Banking-Trojaner

Kaspersky: Android-Trojaner Faketoken zielt jetzt auch auf Taxi-Apps

Eine abgewandelte Version des Banking-Trojaners Faketoken nimmt laut Kaspersky Lab jetzt Nutzer beliebter Taxi-Apps ins Visier. Die Android-Malware könne die Zugangsdaten der Taxi-Apps stehlen.

Taxis© B. Wylezich / Fotolia.com

Moskau/Ingolstadt – Mobiles Banking auf dem Smartphone ist bequem, aber auch nicht ohne Risiko. Mobile Banking-Trojaner haben es immer häufiger gezielt auf Online-Banking-Apps abgesehen. Die Sicherheitsspezialisten von Kaspersky Lab haben jetzt allerdings eine Modifikation des bekannten Banking-Trojaners Faketoken entdeckt, der es auf eine andere Zielgruppe abgesehen hat. Ins Visier geraten sind Nutzer von Taxi-Apps für Android.

Faketoken kann Zugangsdaten von Taxi-Apps stehlen

Laut Kaspersky Lab könne der Android-Trojaner Faketoken für den Diebstahl von Zugangsdaten beliebter Taxi-Apps genutzt werden. Die neue Faketoken-Version erlaube ein Live-Tracking von Apps. Der Trojaner geht perfide vor. Bei Nutzung einer bestimmten App, könnten Cyberkriminelle über ein Display-Overlay eines Phishing-Fensters an Kreditkartendetails gelangen. Der Trojaner nutze dabei die identische Oberfläche inklusive gleichen Farben und Logos. Zudem könne Faketoken eingehende SMS abfangen. Darunter etwa auch Kurznachrichten der Bank mit dem einmalig versendeten Verifizierungspasswort oder des Anbieters der Taxi-App. Ebenfalls sehr bedenklich: Anrufe des Nutzers könnten überwacht und mitgeschnitten werden.

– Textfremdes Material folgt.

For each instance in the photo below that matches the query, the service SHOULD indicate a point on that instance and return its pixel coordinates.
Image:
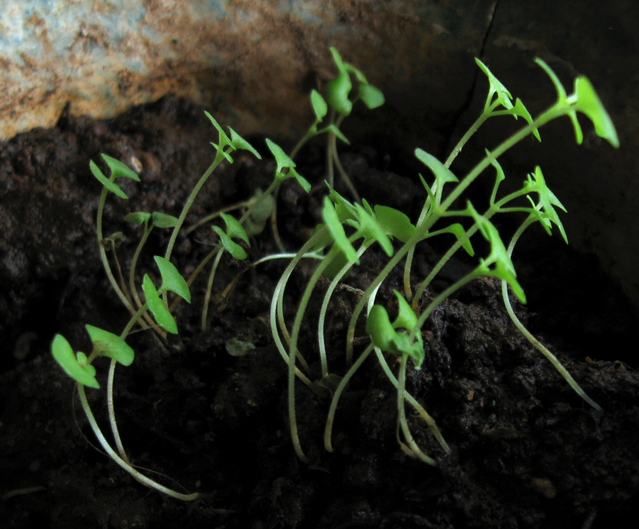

Aktuell greift Faketoken vor allem russische Nutzer an

Nach Angaben von Kaspersky Lab seien mobilen Anwendungen international beliebter Taxi- und Mitfahrgelegenheitsdienste ins Visier der Malware geraten. Kaspersky Lab drängt daher darauf, dass die Entwickler solcher Dienste mehr auf den Schutz ihrer Nutzer achten sollten. "Die neue Version von Faketoken hat überwiegend russische Nutzer zum Ziel. Dennoch kann sich die Geografie der Attacken schnell ausweiten, so wie es auch bei den Vorgängerversionen von Faketoken und anderer Finanzmalware bereits der Fall war", so Viktor Chebyshev, Sicherheitsexperte bei Kaspersky Lab. Zum Schutz vor Malware wie Faketoken sollten Nutzer keine Apps aus unbekannten Quellen herunterladen. Zudem sei der Einsatz einer Schutzsoftware auf dem Smartphone ratsam.